Furman und seine Kollegen untersuchten Blutproben von 1001 Menschen im Alter zwischen 8 und 96 Jahren auf Merkmale von Immunzellen, die an Entzündungsreaktionen beteiligt sind. Daraus ergab sich für jeden Probanden ein individueller Entzündungsstatus. Dieser beruhte hauptsächlich auf dem Blutspiegel von etwa 50 Zytokinen. Von größter Bedeutung war das Zytokin CXCL9, ein Botenstoff, dessen Blutwert meist vom 60. Lebensjahr an stetig zunimmt. Er wird nicht nur von Immunzellen, sondern auch von den Endothelzellen der Blutgefäße produziert. Auch bei gesunden Menschen mit erhöhten CXCL9-Werten ergaben spezielle Messungen erste Anzeichen verkalkter Arterien und krankhafter Veränderungen des Herzens.

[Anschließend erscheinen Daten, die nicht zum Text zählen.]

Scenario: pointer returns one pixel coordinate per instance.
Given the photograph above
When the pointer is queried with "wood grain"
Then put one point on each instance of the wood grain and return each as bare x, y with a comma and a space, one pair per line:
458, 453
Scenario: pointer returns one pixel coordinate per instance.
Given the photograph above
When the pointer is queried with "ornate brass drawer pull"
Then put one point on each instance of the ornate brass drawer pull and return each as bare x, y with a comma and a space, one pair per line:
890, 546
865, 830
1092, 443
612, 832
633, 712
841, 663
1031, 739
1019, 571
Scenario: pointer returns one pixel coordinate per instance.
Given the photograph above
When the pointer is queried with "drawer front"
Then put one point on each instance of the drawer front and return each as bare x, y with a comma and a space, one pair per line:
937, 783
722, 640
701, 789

In Laborversuchen mit menschlichen Zellkulturen ist es gelungen, durch Blockade der CXCL9-Produktion gestörte Funktionen von Endothelzellen wiederherzustellen. „Wir konnten zeigen, dass CXCL9 viele Gene aktiviert, die Entzündungsreaktionen auslösen und so die Alterung von Blutgefäßen mitverursachen“, sagt Furman.

Ein Vergleich mit medizinischen Daten – der eigenen Probanden und Teilnehmern anderer Studien – ergab einen engen Zusammenhang zwischen Entzündungsstatus einerseits und Gebrechlichkeit, Herz- und Gefäßgesundheit und Lebenserwartung andererseits. Auch die Langlebigkeit von Hundertjährigen könnte auf einem stark reduzierten Niveau von Entzündungsreaktionen beruhen. Deren immunologische Uhr zeigte im Schnitt einen Stand, der dem von 60-Jährigen entsprach. Ein gesunder 105 Jahre alter Mann hatte das Immunsystem eines 25-Jährigen. Eine frühe Diagnose altersbedingter chronischer Entzündungen und deren Therapie könnte also in Zukunft ein gesünderes Altern und längeres Leben ermöglichen.